If the network is the preeminent means by which power is wielded today, and if it remains unrepresentable, then how does one build a responsive poetics? In other words, how does one build a counter-aesthetics to the algorithmic logic of the network, with the knowledge that representation itself needs to be reconsidered within that framework? This is the dilemma presented by Galloway, and it’s an urgent question. "The Whole Earth: California and the Disappearance of the Outside" illustrated how an image of the world was instructive in radically shifting a paradigm, for better and for worse. On the other side, the works displayed in Gioni’s Il Palazzo Enciclopedico express the immensity of information overload produced by the network, without ever motioning towards an image of the network itself. So, what to do? How can we depict networks, the central driving force in our world today? Or is it even possible? Can images of worlds still inspire new worlds, or are we at a dead end? 

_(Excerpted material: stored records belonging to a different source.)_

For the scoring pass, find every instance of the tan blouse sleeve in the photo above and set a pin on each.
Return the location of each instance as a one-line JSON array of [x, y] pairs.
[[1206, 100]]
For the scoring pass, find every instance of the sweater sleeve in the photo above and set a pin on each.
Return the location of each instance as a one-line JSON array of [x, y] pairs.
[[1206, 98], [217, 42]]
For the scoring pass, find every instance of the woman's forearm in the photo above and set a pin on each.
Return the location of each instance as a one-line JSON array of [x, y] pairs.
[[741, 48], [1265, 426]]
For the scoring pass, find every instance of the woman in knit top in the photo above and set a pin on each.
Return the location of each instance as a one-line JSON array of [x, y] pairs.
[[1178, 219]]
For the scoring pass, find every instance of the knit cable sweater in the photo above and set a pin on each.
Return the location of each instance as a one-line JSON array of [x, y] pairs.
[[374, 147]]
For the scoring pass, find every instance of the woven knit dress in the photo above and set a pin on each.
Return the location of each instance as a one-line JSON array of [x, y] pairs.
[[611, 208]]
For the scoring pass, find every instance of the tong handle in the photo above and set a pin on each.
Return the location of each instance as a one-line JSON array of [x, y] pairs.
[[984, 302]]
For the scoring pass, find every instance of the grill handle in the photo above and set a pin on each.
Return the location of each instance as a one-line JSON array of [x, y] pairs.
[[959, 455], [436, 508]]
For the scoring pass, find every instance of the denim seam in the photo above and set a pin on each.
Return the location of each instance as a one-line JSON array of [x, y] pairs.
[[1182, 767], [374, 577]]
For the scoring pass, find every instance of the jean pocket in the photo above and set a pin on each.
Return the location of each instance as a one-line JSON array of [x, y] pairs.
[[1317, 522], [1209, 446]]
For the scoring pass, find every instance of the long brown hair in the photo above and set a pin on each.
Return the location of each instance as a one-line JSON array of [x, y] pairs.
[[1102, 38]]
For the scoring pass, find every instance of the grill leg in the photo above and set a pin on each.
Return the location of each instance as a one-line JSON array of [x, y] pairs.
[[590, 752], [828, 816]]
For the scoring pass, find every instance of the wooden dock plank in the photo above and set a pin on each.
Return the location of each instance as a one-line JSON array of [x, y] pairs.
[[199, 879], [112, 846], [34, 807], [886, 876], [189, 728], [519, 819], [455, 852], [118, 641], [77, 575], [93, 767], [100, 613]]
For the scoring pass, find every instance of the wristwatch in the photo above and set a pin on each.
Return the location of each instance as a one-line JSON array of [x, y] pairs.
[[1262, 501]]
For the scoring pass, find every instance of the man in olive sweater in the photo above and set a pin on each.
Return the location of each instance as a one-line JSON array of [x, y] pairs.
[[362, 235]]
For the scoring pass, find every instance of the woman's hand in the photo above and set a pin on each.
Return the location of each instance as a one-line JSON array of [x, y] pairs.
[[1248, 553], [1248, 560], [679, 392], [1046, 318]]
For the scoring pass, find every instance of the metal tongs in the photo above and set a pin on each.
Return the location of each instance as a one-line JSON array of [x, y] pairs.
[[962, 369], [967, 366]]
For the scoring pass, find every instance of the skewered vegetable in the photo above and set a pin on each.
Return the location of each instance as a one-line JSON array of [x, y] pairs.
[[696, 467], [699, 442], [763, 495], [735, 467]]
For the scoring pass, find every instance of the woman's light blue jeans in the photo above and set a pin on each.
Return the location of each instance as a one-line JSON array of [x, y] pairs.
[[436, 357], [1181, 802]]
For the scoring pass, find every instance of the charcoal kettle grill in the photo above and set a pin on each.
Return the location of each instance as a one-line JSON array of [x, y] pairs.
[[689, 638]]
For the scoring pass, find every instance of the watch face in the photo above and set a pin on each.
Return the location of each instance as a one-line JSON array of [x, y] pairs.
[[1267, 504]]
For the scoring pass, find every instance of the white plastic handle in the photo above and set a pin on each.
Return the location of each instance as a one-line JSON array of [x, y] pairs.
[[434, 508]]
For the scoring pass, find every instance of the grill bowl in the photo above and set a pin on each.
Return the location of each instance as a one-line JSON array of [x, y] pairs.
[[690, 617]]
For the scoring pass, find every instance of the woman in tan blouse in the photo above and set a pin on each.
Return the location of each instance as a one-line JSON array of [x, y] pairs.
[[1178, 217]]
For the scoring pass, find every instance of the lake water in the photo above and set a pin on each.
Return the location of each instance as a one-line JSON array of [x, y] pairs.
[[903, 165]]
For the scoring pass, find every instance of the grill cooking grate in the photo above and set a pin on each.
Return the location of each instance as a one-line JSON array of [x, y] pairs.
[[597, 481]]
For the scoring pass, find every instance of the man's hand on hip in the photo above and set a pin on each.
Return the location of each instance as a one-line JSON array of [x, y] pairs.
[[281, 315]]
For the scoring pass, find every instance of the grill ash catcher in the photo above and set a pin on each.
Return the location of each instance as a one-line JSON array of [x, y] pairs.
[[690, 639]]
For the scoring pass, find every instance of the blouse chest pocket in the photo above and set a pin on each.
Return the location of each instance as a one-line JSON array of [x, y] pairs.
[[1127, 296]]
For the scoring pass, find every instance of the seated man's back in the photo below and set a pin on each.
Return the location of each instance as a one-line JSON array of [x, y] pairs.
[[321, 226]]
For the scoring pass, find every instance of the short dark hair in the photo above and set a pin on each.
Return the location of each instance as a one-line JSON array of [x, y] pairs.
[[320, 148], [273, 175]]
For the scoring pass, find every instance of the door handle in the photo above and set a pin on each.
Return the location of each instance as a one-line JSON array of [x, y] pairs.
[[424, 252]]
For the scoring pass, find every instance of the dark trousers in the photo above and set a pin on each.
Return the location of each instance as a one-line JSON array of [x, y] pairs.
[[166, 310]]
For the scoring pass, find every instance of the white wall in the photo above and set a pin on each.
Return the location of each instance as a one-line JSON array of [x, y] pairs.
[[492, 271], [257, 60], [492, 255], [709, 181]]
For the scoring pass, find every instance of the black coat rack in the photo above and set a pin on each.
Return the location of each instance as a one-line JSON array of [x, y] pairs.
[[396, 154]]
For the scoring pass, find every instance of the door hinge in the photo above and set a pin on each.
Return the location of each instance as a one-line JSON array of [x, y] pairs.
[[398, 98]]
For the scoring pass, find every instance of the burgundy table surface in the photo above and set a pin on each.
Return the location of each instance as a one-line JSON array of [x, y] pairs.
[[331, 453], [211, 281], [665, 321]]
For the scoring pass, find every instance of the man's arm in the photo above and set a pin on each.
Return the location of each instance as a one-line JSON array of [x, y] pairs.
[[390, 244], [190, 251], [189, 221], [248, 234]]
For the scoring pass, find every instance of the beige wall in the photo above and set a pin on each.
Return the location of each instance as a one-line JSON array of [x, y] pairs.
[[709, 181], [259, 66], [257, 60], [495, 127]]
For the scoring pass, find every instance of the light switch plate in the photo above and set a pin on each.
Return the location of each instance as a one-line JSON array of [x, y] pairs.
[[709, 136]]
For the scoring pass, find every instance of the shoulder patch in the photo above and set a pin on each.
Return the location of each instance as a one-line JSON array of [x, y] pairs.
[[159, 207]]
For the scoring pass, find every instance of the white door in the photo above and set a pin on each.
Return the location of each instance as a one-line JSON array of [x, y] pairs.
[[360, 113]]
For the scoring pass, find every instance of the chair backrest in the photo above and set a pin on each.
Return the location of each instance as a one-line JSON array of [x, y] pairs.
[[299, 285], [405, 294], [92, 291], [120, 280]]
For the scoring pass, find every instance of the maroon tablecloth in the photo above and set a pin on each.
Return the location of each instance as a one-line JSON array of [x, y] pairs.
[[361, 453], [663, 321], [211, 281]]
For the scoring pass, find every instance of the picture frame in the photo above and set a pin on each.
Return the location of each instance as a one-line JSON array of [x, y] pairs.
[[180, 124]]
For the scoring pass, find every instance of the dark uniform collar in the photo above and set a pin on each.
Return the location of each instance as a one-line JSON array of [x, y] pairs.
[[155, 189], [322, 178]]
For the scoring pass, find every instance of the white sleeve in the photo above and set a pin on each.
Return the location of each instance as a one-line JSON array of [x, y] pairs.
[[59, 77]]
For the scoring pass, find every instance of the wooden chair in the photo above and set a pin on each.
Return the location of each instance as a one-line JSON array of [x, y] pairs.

Suzanne Treister, HEXEN 2.0/Diagrams/From ARPANET to DARWARS via the Internet, 2009-2011
Copyright the artist, Courtesy Annely Juda Fine Art

 

Disclosure note: Massimilano Gioni is Associate Director and Director of Exhibitions of the New Museum, Rhizome's affiliate organization.

Update: an earlier version of this article incorrectly identified the voice in Grosse Fatigue as that of Joakim Bouaziz. The narrator was Akwetey Orraca-Tetteh; Bouaziz composed the score.